★★☆☆☆

109 min | R | November 3, 2023 | Lionsgate

Daisy Ridley plays a woman raised in the wilderness by a father who kidnapped her mother. When he escapes a prison transport, the survival skills he drilled into her become the only thing that can stop him. The bones of a great thriller sit here. The movie never builds the body.

Helena Pelletier lives a quiet life in the Michigan woods with a husband and a daughter she shields from her past. She is the child of Jacob Holbrook, the man the press calls the Marsh King. He abducted a teenage girl and raised Helena in the wilderness, training her to track and kill while she believed he was a god of the marsh. When Jacob escapes a prison transport, the daughter he made becomes the only person equipped to hunt him. The film wants to be about inheritance and the fear that a father’s cruelty lives inside his child. It states that theme more often than it dramatizes it.

Daisy Ridley plays Helena with a clenched, watchful stillness. She holds the character’s two selves in constant tension, the suburban mother and the feral child who knew nothing else. Ben Mendelsohn plays Jacob as a soft-spoken predator who never raises his voice because he never needs to. He is most frightening in the flashbacks, where he teaches a small girl to love him. Brooklynn Prince plays that young Helena and matches Mendelsohn’s calm, which makes the early wilderness scenes the strongest passages in the film. Garrett Hedlund plays the husband Stephen and Caren Pistorius plays the captive mother Beth, but the script strands both in thin, reactive roles.

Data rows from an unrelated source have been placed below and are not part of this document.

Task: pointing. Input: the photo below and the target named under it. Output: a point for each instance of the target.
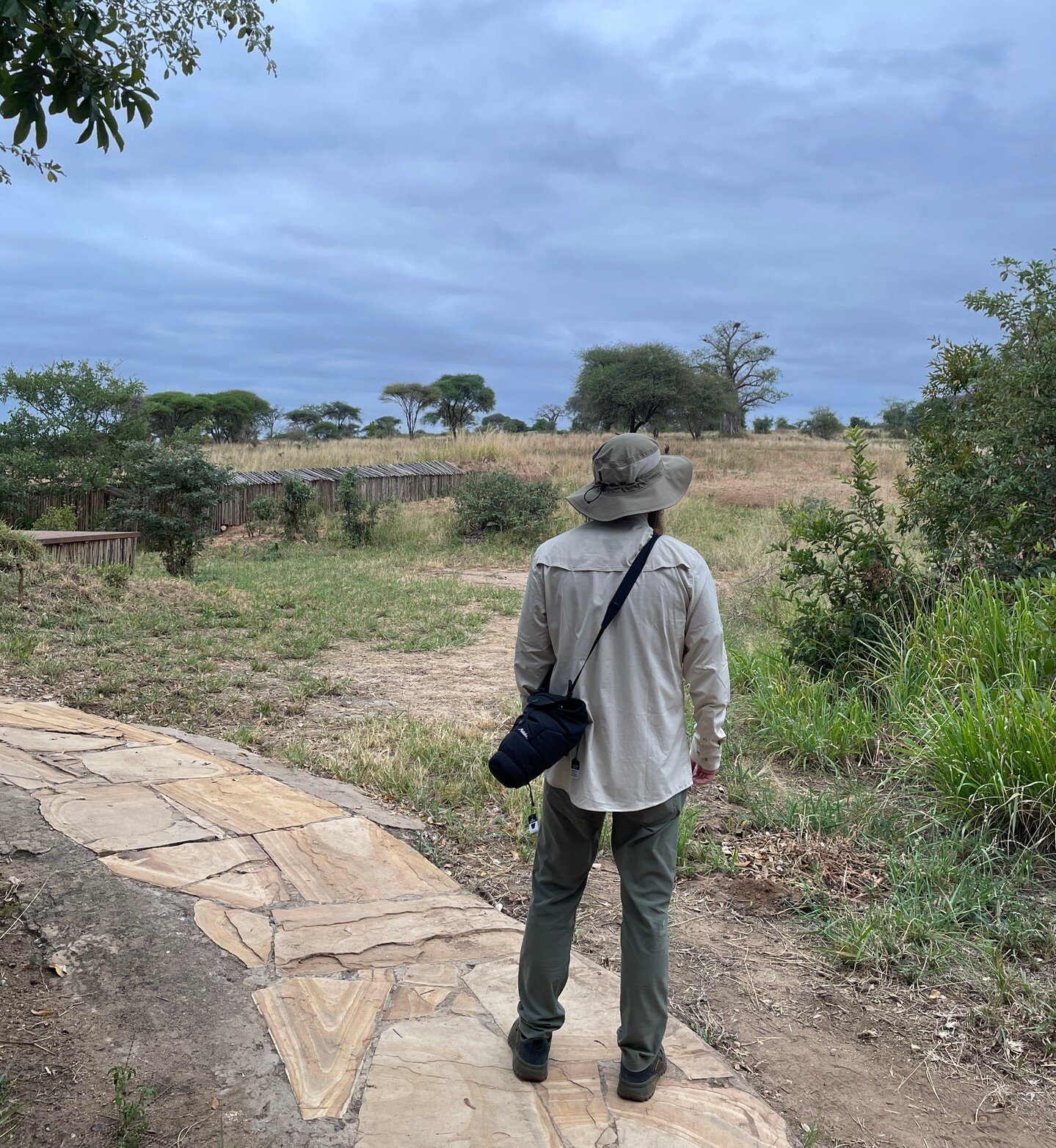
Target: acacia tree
(343, 415)
(412, 399)
(629, 385)
(305, 415)
(238, 415)
(459, 399)
(743, 360)
(551, 413)
(87, 61)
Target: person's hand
(703, 777)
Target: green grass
(211, 653)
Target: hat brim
(674, 482)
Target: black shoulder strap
(618, 600)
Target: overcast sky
(437, 186)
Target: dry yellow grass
(754, 471)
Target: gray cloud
(490, 185)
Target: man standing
(635, 761)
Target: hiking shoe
(529, 1056)
(642, 1085)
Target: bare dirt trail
(869, 1064)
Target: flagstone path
(390, 989)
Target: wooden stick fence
(402, 482)
(89, 548)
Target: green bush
(114, 575)
(57, 518)
(170, 495)
(263, 512)
(300, 511)
(844, 576)
(821, 424)
(18, 553)
(500, 501)
(358, 513)
(982, 484)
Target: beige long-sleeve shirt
(636, 753)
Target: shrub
(114, 575)
(57, 518)
(982, 484)
(500, 501)
(822, 424)
(844, 576)
(358, 513)
(263, 512)
(18, 553)
(300, 510)
(170, 495)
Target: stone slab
(43, 741)
(24, 771)
(591, 1001)
(244, 934)
(329, 938)
(691, 1116)
(576, 1105)
(234, 871)
(108, 818)
(248, 804)
(437, 975)
(352, 859)
(415, 1000)
(155, 763)
(321, 1029)
(447, 1080)
(44, 716)
(349, 797)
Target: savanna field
(866, 918)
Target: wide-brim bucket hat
(633, 476)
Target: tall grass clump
(972, 684)
(805, 720)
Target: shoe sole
(534, 1074)
(643, 1091)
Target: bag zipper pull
(533, 818)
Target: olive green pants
(644, 846)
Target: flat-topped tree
(412, 399)
(549, 415)
(629, 386)
(459, 399)
(90, 61)
(343, 415)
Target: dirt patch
(470, 684)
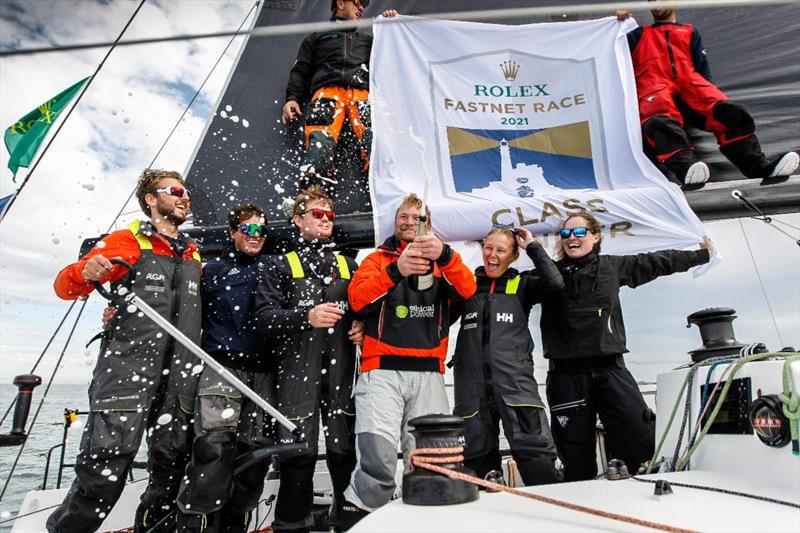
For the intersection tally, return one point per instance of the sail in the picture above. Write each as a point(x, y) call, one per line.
point(248, 154)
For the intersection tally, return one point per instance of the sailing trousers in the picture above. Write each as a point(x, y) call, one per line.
point(577, 399)
point(329, 108)
point(296, 491)
point(211, 497)
point(528, 435)
point(108, 446)
point(385, 401)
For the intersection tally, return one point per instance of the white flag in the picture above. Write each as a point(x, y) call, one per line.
point(517, 125)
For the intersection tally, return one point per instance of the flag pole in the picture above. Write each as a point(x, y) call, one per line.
point(71, 109)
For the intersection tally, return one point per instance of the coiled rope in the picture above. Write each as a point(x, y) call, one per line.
point(431, 458)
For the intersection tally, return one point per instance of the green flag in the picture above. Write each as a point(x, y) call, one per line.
point(24, 136)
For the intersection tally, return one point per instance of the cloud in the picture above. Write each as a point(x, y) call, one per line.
point(91, 169)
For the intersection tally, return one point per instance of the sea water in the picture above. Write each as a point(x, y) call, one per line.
point(48, 432)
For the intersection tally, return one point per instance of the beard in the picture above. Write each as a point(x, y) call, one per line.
point(168, 213)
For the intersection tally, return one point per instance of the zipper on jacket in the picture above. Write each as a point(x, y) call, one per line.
point(671, 56)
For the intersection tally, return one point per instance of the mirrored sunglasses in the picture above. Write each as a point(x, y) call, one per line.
point(174, 190)
point(319, 213)
point(578, 232)
point(252, 229)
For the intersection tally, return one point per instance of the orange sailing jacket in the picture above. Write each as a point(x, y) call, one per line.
point(406, 329)
point(127, 244)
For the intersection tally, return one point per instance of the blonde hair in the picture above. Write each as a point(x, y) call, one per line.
point(312, 192)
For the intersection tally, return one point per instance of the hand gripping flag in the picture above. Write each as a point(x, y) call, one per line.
point(24, 136)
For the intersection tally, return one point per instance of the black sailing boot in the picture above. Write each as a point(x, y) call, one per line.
point(746, 154)
point(351, 515)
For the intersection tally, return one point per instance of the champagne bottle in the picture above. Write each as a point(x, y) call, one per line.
point(422, 282)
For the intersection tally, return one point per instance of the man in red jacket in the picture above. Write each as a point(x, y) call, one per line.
point(405, 343)
point(141, 384)
point(671, 69)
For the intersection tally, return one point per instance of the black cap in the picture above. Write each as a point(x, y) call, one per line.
point(364, 4)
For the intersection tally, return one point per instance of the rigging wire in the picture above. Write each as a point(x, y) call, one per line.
point(481, 15)
point(71, 109)
point(188, 106)
point(44, 397)
point(39, 360)
point(761, 282)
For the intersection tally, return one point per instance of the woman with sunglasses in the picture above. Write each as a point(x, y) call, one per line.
point(493, 361)
point(584, 339)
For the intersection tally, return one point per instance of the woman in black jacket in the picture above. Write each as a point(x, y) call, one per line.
point(493, 360)
point(584, 338)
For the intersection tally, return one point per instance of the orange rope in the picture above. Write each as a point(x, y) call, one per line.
point(453, 455)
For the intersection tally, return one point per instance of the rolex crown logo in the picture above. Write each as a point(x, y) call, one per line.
point(510, 69)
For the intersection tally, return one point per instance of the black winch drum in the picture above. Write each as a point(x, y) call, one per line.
point(423, 487)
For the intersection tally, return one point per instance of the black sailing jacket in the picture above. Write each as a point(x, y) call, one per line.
point(585, 318)
point(335, 57)
point(494, 336)
point(308, 358)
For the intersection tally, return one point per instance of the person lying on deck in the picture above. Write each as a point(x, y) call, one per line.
point(332, 67)
point(673, 79)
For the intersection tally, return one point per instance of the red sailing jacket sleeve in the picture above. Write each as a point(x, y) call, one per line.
point(70, 285)
point(459, 276)
point(371, 281)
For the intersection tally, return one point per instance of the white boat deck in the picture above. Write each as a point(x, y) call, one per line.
point(686, 508)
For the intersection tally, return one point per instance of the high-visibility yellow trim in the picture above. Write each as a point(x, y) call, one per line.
point(142, 240)
point(513, 284)
point(344, 271)
point(295, 265)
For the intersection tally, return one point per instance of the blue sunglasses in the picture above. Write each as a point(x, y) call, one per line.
point(578, 232)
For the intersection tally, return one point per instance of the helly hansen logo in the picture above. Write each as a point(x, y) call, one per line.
point(505, 317)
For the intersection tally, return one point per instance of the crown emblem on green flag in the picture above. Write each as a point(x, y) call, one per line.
point(23, 137)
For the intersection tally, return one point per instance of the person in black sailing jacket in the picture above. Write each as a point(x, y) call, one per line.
point(584, 339)
point(302, 304)
point(226, 423)
point(332, 72)
point(493, 361)
point(141, 383)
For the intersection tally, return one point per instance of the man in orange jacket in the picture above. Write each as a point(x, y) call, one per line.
point(143, 379)
point(405, 343)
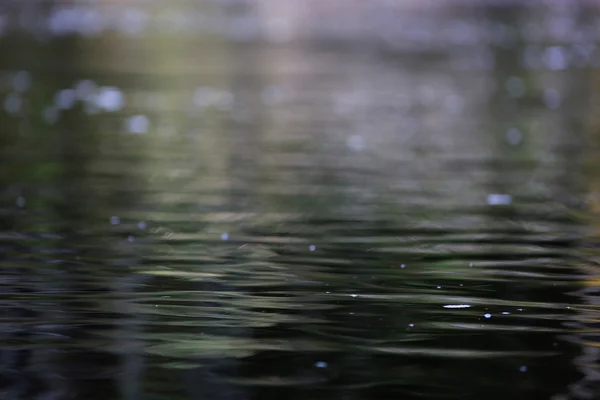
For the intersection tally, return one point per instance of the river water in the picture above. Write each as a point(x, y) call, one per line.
point(193, 215)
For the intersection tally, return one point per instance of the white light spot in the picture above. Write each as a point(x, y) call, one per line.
point(457, 306)
point(555, 58)
point(12, 103)
point(355, 143)
point(21, 81)
point(514, 137)
point(552, 98)
point(272, 95)
point(515, 86)
point(110, 98)
point(138, 124)
point(499, 199)
point(65, 99)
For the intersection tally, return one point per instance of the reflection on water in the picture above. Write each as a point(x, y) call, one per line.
point(192, 210)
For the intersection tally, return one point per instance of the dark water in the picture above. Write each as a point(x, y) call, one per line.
point(197, 214)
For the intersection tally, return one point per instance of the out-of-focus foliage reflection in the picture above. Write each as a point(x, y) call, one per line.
point(299, 199)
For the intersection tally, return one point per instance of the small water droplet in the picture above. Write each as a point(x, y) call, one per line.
point(355, 143)
point(496, 199)
point(137, 124)
point(110, 98)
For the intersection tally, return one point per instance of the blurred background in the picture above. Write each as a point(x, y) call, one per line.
point(300, 199)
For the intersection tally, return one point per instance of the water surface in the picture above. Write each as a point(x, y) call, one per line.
point(196, 215)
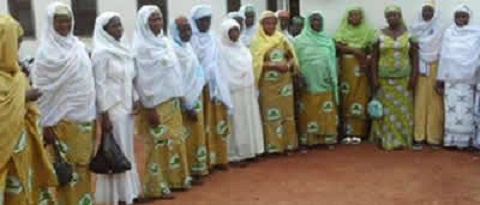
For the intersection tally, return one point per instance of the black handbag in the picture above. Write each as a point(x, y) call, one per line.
point(109, 158)
point(63, 169)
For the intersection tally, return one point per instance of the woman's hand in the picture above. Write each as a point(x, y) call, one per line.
point(49, 136)
point(32, 95)
point(153, 118)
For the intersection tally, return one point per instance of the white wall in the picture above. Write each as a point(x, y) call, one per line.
point(334, 9)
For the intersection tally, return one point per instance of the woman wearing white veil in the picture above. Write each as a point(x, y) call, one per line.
point(63, 74)
point(428, 118)
point(457, 77)
point(114, 71)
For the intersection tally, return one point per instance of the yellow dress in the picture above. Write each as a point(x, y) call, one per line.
point(166, 163)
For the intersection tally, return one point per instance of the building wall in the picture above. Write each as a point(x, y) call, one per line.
point(333, 10)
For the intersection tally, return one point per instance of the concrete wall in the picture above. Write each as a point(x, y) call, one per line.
point(333, 10)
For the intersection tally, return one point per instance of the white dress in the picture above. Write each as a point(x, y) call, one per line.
point(247, 140)
point(114, 83)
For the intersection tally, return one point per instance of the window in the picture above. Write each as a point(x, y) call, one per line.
point(22, 11)
point(85, 13)
point(162, 4)
point(233, 5)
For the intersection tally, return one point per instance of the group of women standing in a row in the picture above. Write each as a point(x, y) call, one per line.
point(202, 102)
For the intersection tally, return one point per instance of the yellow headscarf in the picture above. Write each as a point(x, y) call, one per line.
point(12, 89)
point(263, 43)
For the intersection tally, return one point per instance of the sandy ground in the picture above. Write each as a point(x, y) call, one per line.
point(348, 175)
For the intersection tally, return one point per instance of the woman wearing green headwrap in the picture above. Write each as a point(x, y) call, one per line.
point(317, 58)
point(394, 76)
point(354, 38)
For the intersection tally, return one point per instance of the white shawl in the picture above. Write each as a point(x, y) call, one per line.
point(206, 46)
point(460, 53)
point(159, 75)
point(193, 76)
point(248, 33)
point(237, 59)
point(429, 36)
point(63, 73)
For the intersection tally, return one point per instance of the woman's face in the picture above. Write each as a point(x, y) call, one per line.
point(249, 19)
point(284, 22)
point(462, 18)
point(393, 18)
point(114, 28)
point(204, 23)
point(316, 22)
point(269, 25)
point(427, 13)
point(155, 21)
point(234, 34)
point(240, 22)
point(355, 17)
point(62, 24)
point(185, 32)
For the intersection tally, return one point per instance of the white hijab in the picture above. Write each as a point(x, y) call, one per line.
point(248, 33)
point(159, 76)
point(206, 46)
point(429, 34)
point(63, 73)
point(460, 53)
point(193, 76)
point(238, 62)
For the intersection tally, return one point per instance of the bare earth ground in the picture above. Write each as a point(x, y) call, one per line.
point(348, 175)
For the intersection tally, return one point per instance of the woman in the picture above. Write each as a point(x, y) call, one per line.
point(193, 79)
point(250, 30)
point(274, 66)
point(63, 73)
point(159, 83)
point(458, 67)
point(24, 166)
point(217, 96)
point(428, 103)
point(354, 38)
point(394, 76)
point(316, 55)
point(247, 139)
point(283, 17)
point(114, 71)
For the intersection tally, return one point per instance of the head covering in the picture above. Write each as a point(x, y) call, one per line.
point(317, 58)
point(360, 36)
point(193, 77)
point(63, 73)
point(248, 32)
point(13, 85)
point(206, 46)
point(285, 14)
point(428, 34)
point(159, 77)
point(11, 31)
point(396, 9)
point(104, 42)
point(459, 54)
point(237, 59)
point(263, 43)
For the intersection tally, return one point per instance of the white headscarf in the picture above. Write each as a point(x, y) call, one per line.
point(238, 62)
point(63, 73)
point(159, 77)
point(460, 53)
point(104, 42)
point(248, 33)
point(193, 76)
point(429, 34)
point(206, 46)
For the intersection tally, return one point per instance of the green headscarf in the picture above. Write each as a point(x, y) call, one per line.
point(360, 36)
point(317, 58)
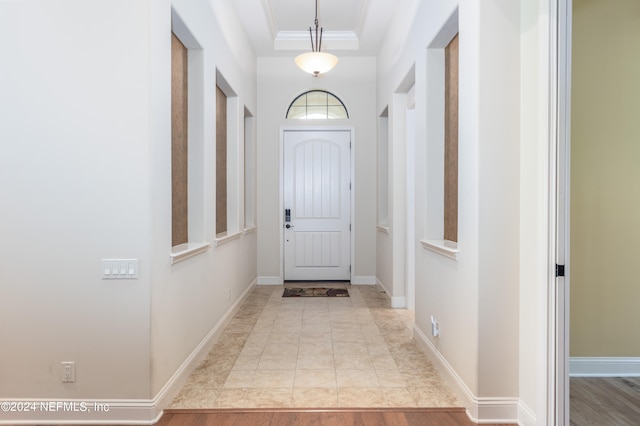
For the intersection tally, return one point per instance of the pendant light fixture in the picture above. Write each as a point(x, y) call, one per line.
point(316, 62)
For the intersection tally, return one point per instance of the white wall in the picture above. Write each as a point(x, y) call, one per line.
point(85, 166)
point(191, 296)
point(478, 297)
point(279, 82)
point(75, 184)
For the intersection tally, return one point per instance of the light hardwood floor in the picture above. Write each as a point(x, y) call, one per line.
point(605, 401)
point(370, 417)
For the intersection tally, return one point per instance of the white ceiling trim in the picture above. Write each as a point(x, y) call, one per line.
point(300, 40)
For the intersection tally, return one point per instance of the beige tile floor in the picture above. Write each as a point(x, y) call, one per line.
point(316, 352)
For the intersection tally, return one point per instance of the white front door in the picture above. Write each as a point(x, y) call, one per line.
point(317, 205)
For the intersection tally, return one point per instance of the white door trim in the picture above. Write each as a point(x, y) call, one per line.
point(557, 391)
point(281, 207)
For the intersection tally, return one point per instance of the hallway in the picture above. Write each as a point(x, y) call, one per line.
point(316, 352)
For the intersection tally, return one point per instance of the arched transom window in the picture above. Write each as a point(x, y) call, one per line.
point(317, 104)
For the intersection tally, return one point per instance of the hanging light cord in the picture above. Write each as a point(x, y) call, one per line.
point(318, 44)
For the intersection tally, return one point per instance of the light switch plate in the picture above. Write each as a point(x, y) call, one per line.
point(119, 269)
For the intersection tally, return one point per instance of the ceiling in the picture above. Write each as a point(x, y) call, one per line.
point(281, 27)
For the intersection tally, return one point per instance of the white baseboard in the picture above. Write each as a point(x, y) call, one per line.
point(479, 409)
point(132, 411)
point(86, 411)
point(604, 367)
point(398, 302)
point(270, 281)
point(526, 416)
point(363, 280)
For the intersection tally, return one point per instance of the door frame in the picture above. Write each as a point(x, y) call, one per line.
point(559, 210)
point(281, 207)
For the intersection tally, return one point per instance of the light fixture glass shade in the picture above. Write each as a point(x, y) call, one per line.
point(316, 62)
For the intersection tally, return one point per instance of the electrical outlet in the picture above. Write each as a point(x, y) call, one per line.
point(435, 327)
point(68, 372)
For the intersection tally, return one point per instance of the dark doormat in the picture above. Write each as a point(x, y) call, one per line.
point(315, 292)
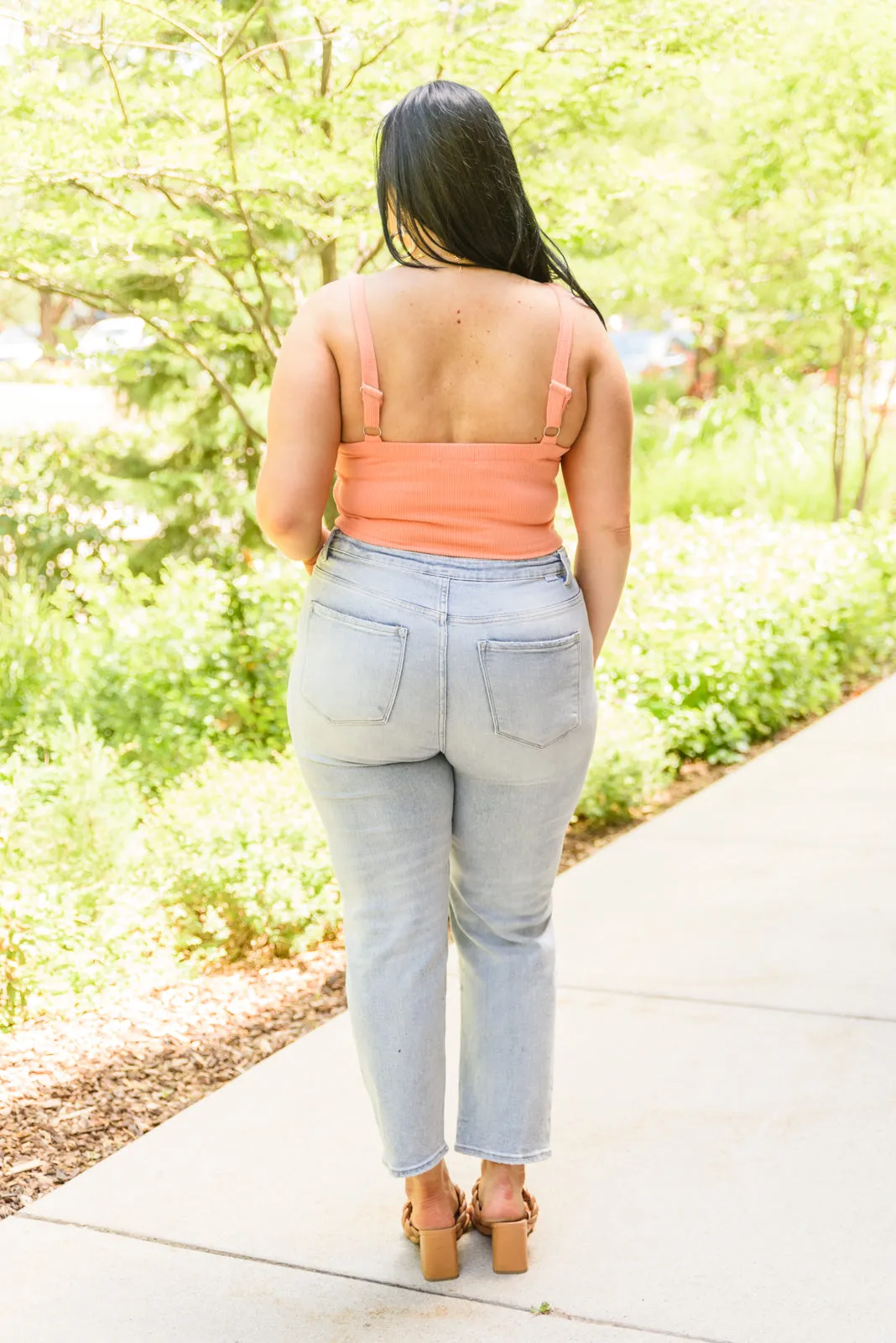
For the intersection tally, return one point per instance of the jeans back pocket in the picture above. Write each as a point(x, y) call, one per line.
point(352, 665)
point(533, 687)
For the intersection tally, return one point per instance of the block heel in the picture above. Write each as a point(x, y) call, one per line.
point(439, 1246)
point(508, 1240)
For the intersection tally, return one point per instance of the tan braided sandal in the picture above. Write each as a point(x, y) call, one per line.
point(439, 1246)
point(508, 1239)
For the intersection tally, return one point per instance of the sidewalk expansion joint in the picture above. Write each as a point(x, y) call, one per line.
point(361, 1278)
point(728, 1002)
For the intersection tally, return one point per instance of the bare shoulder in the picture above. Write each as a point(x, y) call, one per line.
point(591, 336)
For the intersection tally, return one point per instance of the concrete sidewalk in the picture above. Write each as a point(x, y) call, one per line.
point(725, 1118)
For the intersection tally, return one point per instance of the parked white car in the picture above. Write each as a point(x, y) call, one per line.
point(114, 336)
point(19, 347)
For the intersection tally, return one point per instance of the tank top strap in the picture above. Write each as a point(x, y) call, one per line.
point(558, 393)
point(371, 393)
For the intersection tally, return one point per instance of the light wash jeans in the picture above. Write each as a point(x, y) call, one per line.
point(443, 713)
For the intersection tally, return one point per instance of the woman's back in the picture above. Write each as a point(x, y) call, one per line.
point(464, 356)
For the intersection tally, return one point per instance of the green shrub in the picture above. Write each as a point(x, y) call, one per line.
point(730, 629)
point(165, 669)
point(237, 859)
point(762, 450)
point(631, 762)
point(73, 917)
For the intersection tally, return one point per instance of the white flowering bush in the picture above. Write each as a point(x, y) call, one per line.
point(149, 818)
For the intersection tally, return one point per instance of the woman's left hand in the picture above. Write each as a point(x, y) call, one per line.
point(309, 564)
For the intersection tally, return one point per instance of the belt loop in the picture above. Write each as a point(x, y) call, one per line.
point(568, 567)
point(325, 548)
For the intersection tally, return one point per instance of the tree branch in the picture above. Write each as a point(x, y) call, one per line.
point(102, 301)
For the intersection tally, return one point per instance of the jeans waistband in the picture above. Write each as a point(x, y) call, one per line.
point(448, 566)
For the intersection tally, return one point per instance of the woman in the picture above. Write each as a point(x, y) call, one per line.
point(441, 696)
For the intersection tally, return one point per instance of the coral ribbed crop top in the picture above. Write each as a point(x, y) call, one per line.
point(479, 500)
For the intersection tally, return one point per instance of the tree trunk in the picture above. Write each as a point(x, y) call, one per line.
point(869, 447)
point(53, 309)
point(841, 411)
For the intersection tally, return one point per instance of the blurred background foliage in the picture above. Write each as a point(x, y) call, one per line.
point(721, 165)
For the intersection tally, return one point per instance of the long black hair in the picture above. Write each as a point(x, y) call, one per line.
point(445, 165)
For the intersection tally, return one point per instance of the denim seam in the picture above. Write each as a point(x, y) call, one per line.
point(504, 1158)
point(409, 1172)
point(457, 619)
point(459, 571)
point(443, 664)
point(497, 618)
point(381, 597)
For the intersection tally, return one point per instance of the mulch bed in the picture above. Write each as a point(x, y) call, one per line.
point(76, 1090)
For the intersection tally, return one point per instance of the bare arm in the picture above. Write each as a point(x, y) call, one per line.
point(305, 426)
point(597, 472)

Neil Burger directs the wilderness flashbacks with patience and the present-day thriller with none. The cinematography renders the marsh in cold greens and standing water that make the captivity feel like a sealed ecosystem. That texture vanishes once the story moves to town, where the camera settles into flat, functional coverage. Elle Smith and Mark L. Smith adapt the source novel and keep the plot machinery but lose the interior voice that gives the material its grip. The film tells us what Helena feels through narration instead of trusting Ridley’s face to carry it. The score pushes hard at the exact moments the staging has already gone slack.

The pieces of a sharp psychological thriller are all here. A magnetic villain, a lead built for the role, and a premise about the violence a parent passes down. Burger assembles them without ever finding the tension that should connect them. The pacing sags in the middle stretch, and the climax resolves a lifetime of damage with a burst of standard genre action. Helena’s struggle deserves an ending that reckons with who her father made her. The film gives her a chase instead.